将来に対する漠然とした不安を抱えている方は、潜在的にも多いように感じます。こちらの記事から引用します。(太字は筆者によるものです)

◆「貧乏じいさん」にならない自信、ありますか?

日本はかつて高い家計貯蓄率で知られていたが、近年はその顕著な低下が報告されている。2011年の経済開発協力機構(OECD)の報告によると、1993年に14.2%だった日本の家計貯蓄率(家計可処分所得に占める家計貯蓄額の割合)は、2009年には2.4%まで低下した。貯蓄率が低いことで知られる米国の家計貯蓄率でさえ、1993年には5.8%、そして2009年には4.7%である。

中略

金融広報中央委員会の「家計の金融資産に関する世論調査」によると、老後の暮らしについて非常に心配していると答えた世帯の割合は、1997年の20.5%から2012年には40.6%に上昇した。2012年の調査では、非常に心配あるいは多少心配と答えた世帯のうち70.4%が、老後が心配な理由として「十分な金融資産がないこと」をあげている。

また、42.0%の世帯が、現在の生活にゆとりがなく老後に備えて貯蓄していないと答えている。一方、年金に対する期待は低く、全体のわずか3.9%の世帯が年金で不自由なく暮らせるだろうと考えている。現在の日本では、年金だけでは老後の生活が不安だと思いながらも、充分に金融資産が蓄積できず、将来に不安を抱いている人々が多いことがわかる。

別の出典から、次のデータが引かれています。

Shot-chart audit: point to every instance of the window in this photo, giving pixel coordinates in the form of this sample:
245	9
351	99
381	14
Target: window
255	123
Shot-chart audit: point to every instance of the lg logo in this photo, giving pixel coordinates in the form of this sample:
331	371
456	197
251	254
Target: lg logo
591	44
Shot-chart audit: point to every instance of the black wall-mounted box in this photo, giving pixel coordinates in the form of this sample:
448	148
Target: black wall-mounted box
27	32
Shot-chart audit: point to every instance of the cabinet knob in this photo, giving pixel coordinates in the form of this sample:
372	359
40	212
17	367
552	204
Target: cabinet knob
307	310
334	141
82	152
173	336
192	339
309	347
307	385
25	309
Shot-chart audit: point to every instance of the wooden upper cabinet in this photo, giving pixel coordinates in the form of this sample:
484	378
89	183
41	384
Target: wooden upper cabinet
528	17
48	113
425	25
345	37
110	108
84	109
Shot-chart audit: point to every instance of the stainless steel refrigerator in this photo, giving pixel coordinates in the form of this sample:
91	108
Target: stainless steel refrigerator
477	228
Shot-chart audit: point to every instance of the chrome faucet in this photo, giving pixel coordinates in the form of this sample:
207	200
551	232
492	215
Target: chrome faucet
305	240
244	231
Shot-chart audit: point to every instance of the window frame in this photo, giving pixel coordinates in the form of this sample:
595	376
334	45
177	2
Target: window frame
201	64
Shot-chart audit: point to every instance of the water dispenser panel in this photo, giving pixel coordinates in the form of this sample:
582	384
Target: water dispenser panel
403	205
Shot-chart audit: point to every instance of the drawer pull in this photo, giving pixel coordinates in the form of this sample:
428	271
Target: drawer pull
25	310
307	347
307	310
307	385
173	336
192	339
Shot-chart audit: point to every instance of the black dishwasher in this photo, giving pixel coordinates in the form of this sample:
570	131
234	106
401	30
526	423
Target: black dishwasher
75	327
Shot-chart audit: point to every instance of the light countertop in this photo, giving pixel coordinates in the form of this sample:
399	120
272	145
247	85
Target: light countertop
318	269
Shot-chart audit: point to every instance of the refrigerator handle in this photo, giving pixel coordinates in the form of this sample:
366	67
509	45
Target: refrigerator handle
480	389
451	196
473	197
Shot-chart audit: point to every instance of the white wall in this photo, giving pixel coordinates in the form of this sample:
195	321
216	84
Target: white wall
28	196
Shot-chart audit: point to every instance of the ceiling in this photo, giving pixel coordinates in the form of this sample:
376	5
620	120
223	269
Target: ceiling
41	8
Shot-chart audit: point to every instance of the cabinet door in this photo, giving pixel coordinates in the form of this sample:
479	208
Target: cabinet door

同調査の個々の世帯の金融資産(預貯金、生命保険、個人年金保険、株式、投資信託、その他金融商品)の保有に注目してみると、金融資産を全く保有していない世帯の割合は、1993年の10.5%から、2011年には28.6%に上昇した。2011年の時点で、20歳代の44.7%、30歳代の31.7%、40歳代の29.1%、60歳代の25.5%、そして70歳代以上の27.2%の世帯が金融資産を全く保有していなかった。40歳代、50歳代の世帯の4分の1以上が金融資産を全く保有していないこと、そして20代では40%以上が全く資産を保有していないことに対して、筆者は懸念を抱かざるを得ない。人生の早い時期から僅かでも金融資産を蓄積し始めることはとても重要であるといえる。

かつては「日本人は貯蓄性向が高い」と言われていましたが、なんと今では3~4人にひとりは全く金融資産を持っていないのが現実です。また今後、少子高齢化が進むことにより年金財政がいまより苦しくなるのは明らかで、もらえる年金額の引き下げが懸念されます。貧乏老後にならないために、これからますます「私的」年金の必要性が高まるでしょう。

◆国から支給される年金は、いくらもらえるか?

国からもらえる年金は幾つか種類がありますが、一般的には国民年金と厚生年金のどちらか、または両方を受給することになります。2つの公的年金から毎年いくらもらえそうか、という計算は、

●国民年金の場合
65才から毎年もらえる年金額の概算 = 国民年金加入年数※ × 2万円

※最高40年。一般的なサラリーマンとして勤務していた年数も含まれます。

●厚生年金の場合
65才から毎年もらえる厚生年金額の概算 = 会社員の生涯賃金※ × 0.55%

※「平均年収(予想)×サラリーマンとして勤務する年数」で概算を求めます。

で求められます。こちらのサイトから引用させて頂きました。

年金の試算例は、以下のようになります。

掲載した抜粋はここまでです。